On May 27, U.S. tech outlet Ars Technica reported that researchers presented a new side-channel attack technique called Frost. It has drawn attention in the security industry because it can work simply by a user opening a website that contains the attack code.

Frost is a contention-based attack that uses changes in SSD input/output latency. The researchers ran JavaScript that repeatedly accessed large files using the browser’s internal storage, the Origin Private File System (OPFS), and then measured tiny differences in latency during SSD access. They explained that by analysing the data with a pre-trained convolutional neural network model, they can infer which websites a user has open and even which programs are running in other browsers or applications.

The researchers focused on how browsers have evolved beyond simple web page viewers into complex application execution environments. Companies such as Google, Microsoft and Adobe provide browser-based office tools, editing programs and integrated development environments. The researchers pointed out that this expansion in features broadens the use of web applications while also greatly increasing the browser attack surface.

A feature of the technique is that it can be carried out using only functions inside the browser, without taking operating system privileges or installing separate malware. OPFS is storage that is separated by site and, in principle, isolated from other sites or the system, but JavaScript can measure I/O interaction itself with this storage. The researchers explained that if an attacker repeatedly performs random read operations on a large OPFS file, SSD contention appears as latency differences, and an AI model can analyse them to identify patterns of system activity.

There are several constraints on large-scale real-world abuse. First, the OPFS file size must be very large. The researchers said a file of at least 1 GB is likely to be needed for attack efficiency, which means users may notice an increase in storage. The OPFS file must also be on the same storage device as the user’s primary SSD, and apps that use a separate SSD are difficult to detect.

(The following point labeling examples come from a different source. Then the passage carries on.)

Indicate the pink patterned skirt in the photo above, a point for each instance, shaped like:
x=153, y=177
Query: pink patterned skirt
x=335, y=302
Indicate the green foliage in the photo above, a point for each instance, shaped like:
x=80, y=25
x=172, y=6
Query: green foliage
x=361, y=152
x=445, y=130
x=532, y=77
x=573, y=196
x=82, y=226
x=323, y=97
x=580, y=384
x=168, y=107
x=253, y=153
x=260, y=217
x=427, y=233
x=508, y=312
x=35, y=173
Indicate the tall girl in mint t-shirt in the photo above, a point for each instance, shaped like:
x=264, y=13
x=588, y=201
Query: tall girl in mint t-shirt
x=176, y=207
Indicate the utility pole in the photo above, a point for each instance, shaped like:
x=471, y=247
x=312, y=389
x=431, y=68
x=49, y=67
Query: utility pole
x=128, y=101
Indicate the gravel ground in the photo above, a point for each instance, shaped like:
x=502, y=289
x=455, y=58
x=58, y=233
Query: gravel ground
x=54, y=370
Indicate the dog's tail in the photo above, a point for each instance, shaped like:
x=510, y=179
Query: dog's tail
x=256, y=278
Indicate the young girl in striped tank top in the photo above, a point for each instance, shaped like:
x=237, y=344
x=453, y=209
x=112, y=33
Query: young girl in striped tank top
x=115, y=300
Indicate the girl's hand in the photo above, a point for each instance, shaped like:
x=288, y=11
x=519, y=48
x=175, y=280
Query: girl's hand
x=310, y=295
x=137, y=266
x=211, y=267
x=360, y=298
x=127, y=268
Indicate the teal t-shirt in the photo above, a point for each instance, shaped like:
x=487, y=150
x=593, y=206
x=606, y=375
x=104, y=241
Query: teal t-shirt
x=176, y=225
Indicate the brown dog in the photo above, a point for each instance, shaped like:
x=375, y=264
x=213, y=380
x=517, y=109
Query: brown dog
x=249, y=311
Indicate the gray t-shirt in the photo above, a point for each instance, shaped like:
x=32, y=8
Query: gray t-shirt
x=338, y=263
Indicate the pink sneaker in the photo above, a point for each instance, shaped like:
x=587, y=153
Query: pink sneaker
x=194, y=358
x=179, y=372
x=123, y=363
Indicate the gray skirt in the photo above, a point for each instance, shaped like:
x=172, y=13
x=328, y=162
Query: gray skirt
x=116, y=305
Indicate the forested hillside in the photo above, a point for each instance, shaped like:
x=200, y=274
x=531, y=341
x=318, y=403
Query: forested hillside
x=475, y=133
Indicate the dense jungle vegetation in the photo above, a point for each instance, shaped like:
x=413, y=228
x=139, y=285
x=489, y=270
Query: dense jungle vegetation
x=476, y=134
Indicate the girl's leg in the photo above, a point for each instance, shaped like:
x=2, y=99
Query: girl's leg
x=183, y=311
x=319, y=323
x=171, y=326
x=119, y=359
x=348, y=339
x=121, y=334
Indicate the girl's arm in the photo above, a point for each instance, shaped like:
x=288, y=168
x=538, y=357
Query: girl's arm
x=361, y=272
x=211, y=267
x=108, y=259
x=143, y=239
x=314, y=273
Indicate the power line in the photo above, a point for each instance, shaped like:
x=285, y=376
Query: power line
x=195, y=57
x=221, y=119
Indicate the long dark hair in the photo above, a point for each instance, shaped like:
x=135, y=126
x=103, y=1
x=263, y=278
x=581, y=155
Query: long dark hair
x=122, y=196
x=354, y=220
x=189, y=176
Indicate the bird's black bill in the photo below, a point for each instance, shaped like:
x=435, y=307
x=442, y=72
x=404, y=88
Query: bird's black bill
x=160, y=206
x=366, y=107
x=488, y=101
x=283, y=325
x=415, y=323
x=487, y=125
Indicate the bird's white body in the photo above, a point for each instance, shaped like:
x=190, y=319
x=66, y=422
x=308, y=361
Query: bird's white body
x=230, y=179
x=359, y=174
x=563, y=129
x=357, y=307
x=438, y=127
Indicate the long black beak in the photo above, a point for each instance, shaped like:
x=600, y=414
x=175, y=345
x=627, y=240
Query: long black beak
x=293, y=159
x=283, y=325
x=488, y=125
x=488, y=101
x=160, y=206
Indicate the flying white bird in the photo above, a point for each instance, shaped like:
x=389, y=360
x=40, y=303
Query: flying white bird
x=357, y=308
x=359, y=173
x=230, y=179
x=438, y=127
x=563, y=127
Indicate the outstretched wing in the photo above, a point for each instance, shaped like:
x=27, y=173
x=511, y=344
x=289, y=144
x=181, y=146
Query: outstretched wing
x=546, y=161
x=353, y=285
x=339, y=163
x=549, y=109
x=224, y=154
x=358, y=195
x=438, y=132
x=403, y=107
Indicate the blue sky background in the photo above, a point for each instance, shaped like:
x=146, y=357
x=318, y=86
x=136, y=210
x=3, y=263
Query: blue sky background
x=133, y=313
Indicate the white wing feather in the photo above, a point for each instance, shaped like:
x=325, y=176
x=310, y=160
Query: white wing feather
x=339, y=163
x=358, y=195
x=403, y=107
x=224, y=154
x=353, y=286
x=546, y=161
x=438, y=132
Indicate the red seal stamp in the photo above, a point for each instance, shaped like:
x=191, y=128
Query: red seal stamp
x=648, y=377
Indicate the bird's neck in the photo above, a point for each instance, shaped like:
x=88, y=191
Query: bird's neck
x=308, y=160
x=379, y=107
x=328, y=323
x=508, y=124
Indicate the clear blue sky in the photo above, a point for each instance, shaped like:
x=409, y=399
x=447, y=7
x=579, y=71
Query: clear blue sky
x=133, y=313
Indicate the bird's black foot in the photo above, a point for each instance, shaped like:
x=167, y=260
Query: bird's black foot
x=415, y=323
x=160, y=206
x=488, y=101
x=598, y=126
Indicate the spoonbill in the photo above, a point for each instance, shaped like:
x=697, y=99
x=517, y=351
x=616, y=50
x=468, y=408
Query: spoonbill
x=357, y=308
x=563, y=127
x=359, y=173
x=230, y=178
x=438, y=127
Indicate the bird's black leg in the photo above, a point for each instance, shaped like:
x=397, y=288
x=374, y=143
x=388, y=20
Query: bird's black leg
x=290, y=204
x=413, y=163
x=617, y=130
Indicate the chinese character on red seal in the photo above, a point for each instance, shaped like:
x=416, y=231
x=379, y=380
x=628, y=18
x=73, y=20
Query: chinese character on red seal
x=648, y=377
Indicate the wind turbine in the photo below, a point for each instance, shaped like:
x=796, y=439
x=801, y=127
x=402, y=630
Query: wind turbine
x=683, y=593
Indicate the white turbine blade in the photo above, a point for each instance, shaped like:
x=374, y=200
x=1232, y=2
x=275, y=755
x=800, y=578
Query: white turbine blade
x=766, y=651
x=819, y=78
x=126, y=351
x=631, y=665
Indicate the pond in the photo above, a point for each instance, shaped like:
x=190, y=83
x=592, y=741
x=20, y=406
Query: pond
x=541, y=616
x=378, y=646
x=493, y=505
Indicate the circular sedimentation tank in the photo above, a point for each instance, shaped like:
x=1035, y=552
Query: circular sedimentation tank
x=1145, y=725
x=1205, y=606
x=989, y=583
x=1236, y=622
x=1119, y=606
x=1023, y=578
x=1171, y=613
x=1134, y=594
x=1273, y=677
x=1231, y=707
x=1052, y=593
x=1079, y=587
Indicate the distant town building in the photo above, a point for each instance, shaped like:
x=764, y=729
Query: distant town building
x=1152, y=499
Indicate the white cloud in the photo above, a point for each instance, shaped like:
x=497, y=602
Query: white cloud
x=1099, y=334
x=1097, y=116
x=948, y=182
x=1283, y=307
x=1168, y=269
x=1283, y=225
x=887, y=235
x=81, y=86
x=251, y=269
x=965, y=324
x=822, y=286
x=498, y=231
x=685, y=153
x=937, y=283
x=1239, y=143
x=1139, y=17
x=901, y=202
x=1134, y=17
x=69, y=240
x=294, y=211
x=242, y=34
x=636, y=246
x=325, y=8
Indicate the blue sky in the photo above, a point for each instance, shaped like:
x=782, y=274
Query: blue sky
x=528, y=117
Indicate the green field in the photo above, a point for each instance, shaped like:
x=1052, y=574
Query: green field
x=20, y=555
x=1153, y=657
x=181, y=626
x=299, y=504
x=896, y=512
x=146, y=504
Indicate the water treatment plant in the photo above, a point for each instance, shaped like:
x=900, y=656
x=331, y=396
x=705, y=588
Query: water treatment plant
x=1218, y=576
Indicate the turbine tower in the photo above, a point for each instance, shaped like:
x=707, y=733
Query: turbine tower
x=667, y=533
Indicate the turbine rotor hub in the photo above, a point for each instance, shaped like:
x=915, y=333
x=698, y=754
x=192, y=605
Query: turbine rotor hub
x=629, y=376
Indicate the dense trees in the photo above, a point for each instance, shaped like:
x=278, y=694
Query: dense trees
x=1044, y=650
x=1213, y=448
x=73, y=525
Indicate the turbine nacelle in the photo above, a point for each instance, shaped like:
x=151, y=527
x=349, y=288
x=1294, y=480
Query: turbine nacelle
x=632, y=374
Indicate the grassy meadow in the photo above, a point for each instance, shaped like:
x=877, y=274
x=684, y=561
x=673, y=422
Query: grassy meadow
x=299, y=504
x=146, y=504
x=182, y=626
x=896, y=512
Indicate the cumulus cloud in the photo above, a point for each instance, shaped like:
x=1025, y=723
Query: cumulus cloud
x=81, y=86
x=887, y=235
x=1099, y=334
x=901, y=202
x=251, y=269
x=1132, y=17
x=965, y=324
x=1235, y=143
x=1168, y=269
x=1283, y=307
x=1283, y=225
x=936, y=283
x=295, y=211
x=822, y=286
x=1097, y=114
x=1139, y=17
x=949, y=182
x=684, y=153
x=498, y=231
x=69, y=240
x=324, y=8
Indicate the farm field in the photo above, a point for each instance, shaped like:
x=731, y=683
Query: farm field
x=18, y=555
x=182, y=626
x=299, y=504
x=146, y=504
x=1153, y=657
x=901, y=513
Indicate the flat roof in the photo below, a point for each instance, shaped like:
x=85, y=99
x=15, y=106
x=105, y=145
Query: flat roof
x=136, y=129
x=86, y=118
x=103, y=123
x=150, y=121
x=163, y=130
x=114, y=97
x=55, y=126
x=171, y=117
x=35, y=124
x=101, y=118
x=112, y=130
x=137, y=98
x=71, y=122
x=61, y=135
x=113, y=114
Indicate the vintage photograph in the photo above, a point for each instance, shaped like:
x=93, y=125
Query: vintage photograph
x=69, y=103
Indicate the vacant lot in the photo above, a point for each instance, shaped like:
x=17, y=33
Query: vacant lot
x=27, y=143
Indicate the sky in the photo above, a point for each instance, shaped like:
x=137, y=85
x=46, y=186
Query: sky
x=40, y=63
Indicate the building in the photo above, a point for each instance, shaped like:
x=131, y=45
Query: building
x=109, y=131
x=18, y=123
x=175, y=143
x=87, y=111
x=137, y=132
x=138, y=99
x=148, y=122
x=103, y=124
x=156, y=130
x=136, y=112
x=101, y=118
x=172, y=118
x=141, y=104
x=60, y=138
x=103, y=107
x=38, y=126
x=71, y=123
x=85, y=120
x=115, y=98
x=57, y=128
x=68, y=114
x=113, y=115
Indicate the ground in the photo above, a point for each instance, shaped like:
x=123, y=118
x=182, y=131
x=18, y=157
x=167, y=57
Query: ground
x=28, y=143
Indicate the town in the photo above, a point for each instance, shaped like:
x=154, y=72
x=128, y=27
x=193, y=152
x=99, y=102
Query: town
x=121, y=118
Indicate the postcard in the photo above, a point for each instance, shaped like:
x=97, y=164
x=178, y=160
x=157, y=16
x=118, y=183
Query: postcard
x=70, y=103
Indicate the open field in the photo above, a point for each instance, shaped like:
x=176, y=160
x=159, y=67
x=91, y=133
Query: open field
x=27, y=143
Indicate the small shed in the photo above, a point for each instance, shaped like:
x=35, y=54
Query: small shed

As a countermeasure, the researchers suggested closing unused tabs immediately. Advanced users can also directly check the size and creation of OPFS files generated by the browser. The researchers proposed that limiting the maximum size of OPFS files at the browser vendor level could also be a mitigation.

The experiment implemented the full attack scenario in an Apple M2-based Mac environment. The researchers confirmed that measuring SSD access latency itself is also possible on Linux, and said that, in principle, any task can be used as a training target if system activity has stable SSD access patterns. Windows 11 has not yet been tested.

So far, no evidence has been confirmed that the Frost technique has been abused in real-world environments. The findings are scheduled to be presented in July at the DIMVA security conference. The industry is pointing to the need for vigilance over new web tracking techniques that exploit hardware-level signals such as storage devices and I/O as browsers evolve into high-performance application platforms.